ネタバレ注意。藤本タツキ『チェンソーマン』第2部、戦争の悪魔ヨルに関する考察。最新話まで追っている読者向け。
ヨルが「武器」に執着する理由
ヨルは登場時から一貫して、人間を武器化する能力を見せてきた。アサの体を借り、教室の机から拳銃を、シャープペンから槍を作り出す描写は第2部初期の象徴的なシーン。
ここで見落とされがちなのは、ヨルが「武器」そのものを生み出しているのではなく、「物体を武器という概念に変換している」という点。第79話でヨルが「武器を作るんじゃない、武器に変えるの」と訂正する場面がある。
チェンソーマンに「食われた」記憶という伏線
第2部の最大の謎は、ヨルが「チェンソーマンに食べられた悪魔」のひとりであるという設定。第1部でポチタが食べた悪魔の名前は世界から消える。だがヨルは存在している。
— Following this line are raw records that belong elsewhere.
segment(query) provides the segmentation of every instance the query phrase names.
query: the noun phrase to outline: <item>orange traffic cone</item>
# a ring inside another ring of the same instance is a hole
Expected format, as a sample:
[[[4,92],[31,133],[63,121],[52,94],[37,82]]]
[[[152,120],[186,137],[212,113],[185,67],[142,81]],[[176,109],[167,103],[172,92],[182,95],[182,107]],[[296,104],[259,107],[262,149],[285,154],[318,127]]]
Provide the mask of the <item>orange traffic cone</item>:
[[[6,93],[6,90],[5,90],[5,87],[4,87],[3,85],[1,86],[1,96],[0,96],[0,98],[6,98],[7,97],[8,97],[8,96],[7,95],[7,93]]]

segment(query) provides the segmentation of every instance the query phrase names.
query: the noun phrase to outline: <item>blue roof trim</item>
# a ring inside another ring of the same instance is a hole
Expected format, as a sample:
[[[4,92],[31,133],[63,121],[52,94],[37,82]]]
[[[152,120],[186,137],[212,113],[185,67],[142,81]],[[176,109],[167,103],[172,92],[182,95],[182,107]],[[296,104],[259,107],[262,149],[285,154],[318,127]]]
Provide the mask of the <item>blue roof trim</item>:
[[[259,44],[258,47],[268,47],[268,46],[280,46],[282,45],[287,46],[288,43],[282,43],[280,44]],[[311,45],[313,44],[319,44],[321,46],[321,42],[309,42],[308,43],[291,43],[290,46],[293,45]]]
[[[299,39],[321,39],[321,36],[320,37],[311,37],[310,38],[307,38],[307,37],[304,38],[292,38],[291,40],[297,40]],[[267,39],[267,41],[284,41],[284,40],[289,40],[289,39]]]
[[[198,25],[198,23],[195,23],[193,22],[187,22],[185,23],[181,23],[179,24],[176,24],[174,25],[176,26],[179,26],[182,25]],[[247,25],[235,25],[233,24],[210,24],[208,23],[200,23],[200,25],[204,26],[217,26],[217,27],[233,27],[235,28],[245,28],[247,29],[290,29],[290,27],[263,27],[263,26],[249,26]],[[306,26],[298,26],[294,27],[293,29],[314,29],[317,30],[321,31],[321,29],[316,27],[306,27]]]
なぜか。
| 食べられた悪魔 | 世界での扱い | 第2部での状態 |
|---|---|---|
| ヒトラーの悪魔 | 完全消滅 | 復活せず |
| 核兵器の悪魔 | 完全消滅 | 復活せず |
| エイズの悪魔 | 完全消滅 | 復活せず |
| 戦争の悪魔(ヨル) | 概念は残存 | 弱体化して復活 |
この差はどこから生まれるのか。筆者の読みでは、ヨルが食べられた段階で「戦争」という概念があまりに巨大かつ抽象的で、ポチタが完全に消化しきれなかった、と解釈できる。
アサ・三鷹という器に宿った意味
ヨルがアサを選んだのは偶然ではない。アサの母親が死んだ理由、父親不在の家庭環境、いじめによる社会的孤立。すべてが「戦争」の小規模な再現として描かれている。
体育祭でアサが燃やされかけた回。あの瞬間にヨルが契約を持ちかけた構造は、第1部のデンジとポチタの契約とほぼ同じ。違いは、アサがヨルを「拒みながら共存する」点。
ファミ・ナユタ・ヨルの三角形
第2部後半で明らかになってきた、飢餓の悪魔ファミの存在。ファミが「妹のヨルを守る」と語る一方で、現実には支配の悪魔ナユタへの執着が異常。
飢餓と戦争。歴史的に戦争は飢餓を生み、飢餓は戦争を呼ぶ。藤本タツキはこの相互依存を、姉妹という関係に翻案している。
ナユタを巡る攻防は、単なるキャラ間の戦闘ではない。「支配」という概念を誰が手にするかで、第2部の終着点が決まる。デンジが意図的にナユタを「普通の妹」として育てている描写は、第1部のマキマからの脱却を象徴している。
第2部はどこへ向かうのか
連載は週刊少年ジャンプ+で継続中。最新話は公式アプリで確認できる。
現時点で見えてきた構造は、第1部が「マキマという1人の悪魔との対決」だったのに対し、第2部は「複数の四騎士級悪魔が同時に動く群像劇」。スケールは確実に拡大している。
・ファミがナユタを執拗に狙う理由
・三鷹アサの母親の死の真相
・吉田ヒロフミの所属組織の正体
・デンジが意図的に弱体化している理由(公安からの離脱後)
・サメの悪魔ビームの再登場タイミング
結末を予想するには情報が足りない。ただ、藤本タツキの過去作『ファイアパンチ』を踏まえると、第2部のラストは「希望と絶望が同じ重さで提示される」形になる可能性が高い。